Esta semana comenzamos la lectura del segundo Libro de la Torá, llamado generalmente “Éxodo”. No obstante, no es ese su nombre original. En hebreo el nombre del libro es “Shemot”, que significa justamente: “Nombres”. Que el libro llamado “Nombres”, no sea conocido por su propio nombre, nos sugiere que todo nombre lleva consigo, también, un secreto.

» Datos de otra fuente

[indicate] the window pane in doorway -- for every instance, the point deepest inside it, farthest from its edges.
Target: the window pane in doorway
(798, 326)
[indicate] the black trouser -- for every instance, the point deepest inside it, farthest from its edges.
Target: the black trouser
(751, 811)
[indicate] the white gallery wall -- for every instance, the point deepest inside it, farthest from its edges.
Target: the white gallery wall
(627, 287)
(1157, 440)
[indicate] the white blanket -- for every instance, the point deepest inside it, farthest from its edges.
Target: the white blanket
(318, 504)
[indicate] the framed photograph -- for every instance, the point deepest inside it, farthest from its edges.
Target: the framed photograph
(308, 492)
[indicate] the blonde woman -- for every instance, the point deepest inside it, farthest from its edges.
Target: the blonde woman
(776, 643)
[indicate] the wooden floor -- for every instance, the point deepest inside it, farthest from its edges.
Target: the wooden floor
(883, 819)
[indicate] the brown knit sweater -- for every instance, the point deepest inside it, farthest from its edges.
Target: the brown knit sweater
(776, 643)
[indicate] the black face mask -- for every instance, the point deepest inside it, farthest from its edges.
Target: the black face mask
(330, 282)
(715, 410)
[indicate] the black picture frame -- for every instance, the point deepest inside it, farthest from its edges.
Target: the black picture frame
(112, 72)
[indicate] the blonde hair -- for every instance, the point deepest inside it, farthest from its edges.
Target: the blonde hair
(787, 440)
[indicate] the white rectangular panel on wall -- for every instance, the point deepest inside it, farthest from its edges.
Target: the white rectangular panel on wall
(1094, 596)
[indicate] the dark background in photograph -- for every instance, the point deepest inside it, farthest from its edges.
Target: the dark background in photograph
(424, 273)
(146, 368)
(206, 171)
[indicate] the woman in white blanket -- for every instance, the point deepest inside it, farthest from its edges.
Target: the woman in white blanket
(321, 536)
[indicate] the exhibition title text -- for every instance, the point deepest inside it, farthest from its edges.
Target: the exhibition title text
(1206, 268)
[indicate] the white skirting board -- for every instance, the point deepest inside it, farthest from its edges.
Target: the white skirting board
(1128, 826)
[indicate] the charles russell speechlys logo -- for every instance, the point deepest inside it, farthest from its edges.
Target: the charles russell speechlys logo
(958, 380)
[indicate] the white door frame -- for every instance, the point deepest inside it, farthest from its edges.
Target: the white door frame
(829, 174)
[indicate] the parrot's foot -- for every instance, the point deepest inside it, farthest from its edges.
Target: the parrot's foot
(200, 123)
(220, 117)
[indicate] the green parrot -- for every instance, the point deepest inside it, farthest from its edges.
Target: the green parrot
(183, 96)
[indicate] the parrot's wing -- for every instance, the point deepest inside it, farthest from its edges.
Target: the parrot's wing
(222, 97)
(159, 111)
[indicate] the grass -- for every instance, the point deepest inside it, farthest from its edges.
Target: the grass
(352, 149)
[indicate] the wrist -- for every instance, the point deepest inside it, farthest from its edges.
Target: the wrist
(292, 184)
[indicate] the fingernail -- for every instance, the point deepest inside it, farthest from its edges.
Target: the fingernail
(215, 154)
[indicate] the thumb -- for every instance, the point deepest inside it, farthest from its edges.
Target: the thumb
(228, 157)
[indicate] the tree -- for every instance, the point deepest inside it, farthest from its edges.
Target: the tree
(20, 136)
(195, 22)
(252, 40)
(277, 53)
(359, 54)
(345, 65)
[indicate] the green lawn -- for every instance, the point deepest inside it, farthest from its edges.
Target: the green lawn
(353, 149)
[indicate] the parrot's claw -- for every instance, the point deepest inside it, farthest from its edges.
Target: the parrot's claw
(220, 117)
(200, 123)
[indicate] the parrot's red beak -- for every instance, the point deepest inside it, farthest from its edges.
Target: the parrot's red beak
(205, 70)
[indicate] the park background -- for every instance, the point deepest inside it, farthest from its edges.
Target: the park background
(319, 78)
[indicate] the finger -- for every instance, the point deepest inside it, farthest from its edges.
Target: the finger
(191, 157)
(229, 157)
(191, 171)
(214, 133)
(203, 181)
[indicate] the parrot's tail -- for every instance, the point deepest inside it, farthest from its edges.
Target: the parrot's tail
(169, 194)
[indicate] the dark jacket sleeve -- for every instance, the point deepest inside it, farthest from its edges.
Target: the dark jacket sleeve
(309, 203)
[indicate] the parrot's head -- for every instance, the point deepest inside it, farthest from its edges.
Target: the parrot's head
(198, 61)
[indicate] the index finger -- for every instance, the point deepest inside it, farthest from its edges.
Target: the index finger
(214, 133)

Llamamos por su nombre a aquello que conocemos. Para ser más exactos, lo que creemos conocer, o conocemos exteriormente. Pero no siempre alcanza con saber el nombre de algo o de alguien para asumir que sabemos todo lo que en verdad hay allí dentro. ¿Cuál es el propósito esencial de su existencia? Es por ese motivo que desconocemos el nombre de Dios. Creer que entendemos al misterioso Poder creador de todo, o acaso alguno de sus secretos, sería apenas una quimera. De todos los nombres que se le atribuyen a Dios, el más utilizado en hebreo es “Hashem” que significa nada menos que: “El Nombre”. En nuestra limitación humana no alcanzamos a comprenderlo, por eso no sabemos Su Nombre. Lo llamamos, entonces, “El Nombre”.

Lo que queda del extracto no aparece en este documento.